4. Try Topical Products with Urea

Other over-the-counter products contain 45% urea. These products also soften the skin and help remove old, dead skin. It is recommended to use the product two times per day.

5. Soak Your Feet

Soaking your feet will be the first thing you want to do after learning the answer to "what does a corn look like". Soak in warm water to help soften the thick skin. Make sure you dry your feet thoroughly, then use a pumice stone or file to rub away the dead skin. You can do this daily.

6. Wear Shoes That Fit

You can help heal your corns by wearing shoes that fit properly. This means that they do not rub against your feet, your foot doesn’t slide inside, and you have plenty of room for your toes to wiggle.

7. Wear Socks

Always wear socks when you wear shoes. Choose well-fitted socks that are designed for your activities or shoes.

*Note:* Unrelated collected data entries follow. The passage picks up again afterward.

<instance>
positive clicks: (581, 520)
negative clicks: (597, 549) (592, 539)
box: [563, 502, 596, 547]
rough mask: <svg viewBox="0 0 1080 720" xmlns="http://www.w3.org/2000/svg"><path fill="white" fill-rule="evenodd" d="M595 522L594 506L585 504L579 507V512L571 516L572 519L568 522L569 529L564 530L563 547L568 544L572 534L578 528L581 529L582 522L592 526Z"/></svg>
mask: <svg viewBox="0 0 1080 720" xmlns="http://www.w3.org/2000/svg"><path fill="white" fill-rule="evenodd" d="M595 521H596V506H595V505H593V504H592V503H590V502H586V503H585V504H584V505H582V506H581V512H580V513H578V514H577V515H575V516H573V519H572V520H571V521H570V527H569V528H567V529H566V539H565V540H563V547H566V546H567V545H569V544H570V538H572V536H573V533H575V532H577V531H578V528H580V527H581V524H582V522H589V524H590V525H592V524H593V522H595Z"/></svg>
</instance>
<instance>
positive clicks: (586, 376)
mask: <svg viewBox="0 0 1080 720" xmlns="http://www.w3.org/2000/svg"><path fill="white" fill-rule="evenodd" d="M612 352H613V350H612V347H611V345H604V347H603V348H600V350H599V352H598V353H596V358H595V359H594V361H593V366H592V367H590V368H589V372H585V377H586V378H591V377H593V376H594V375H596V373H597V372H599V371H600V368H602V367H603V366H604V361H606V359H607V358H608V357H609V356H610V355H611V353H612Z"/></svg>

8. Use Protective Coverings

Pads placed on the corn will prevent it from further friction. Lamb’s wool and toe separators are helpful at alleviating friction and pressure as well.

9. Ointments

Reduce the chance of infection with antibiotic ointments.

10. Orthotics

If the corn has caused you certain level of deformity, you may need to wear some padded shoe inserts which would be prescribed by your doctor, so that the corn would not recur.

11. Surgery

In severe cases, it may be imperative to have surgery. The surgery will remove the corn and correct the bone alignment that is causing the excess friction.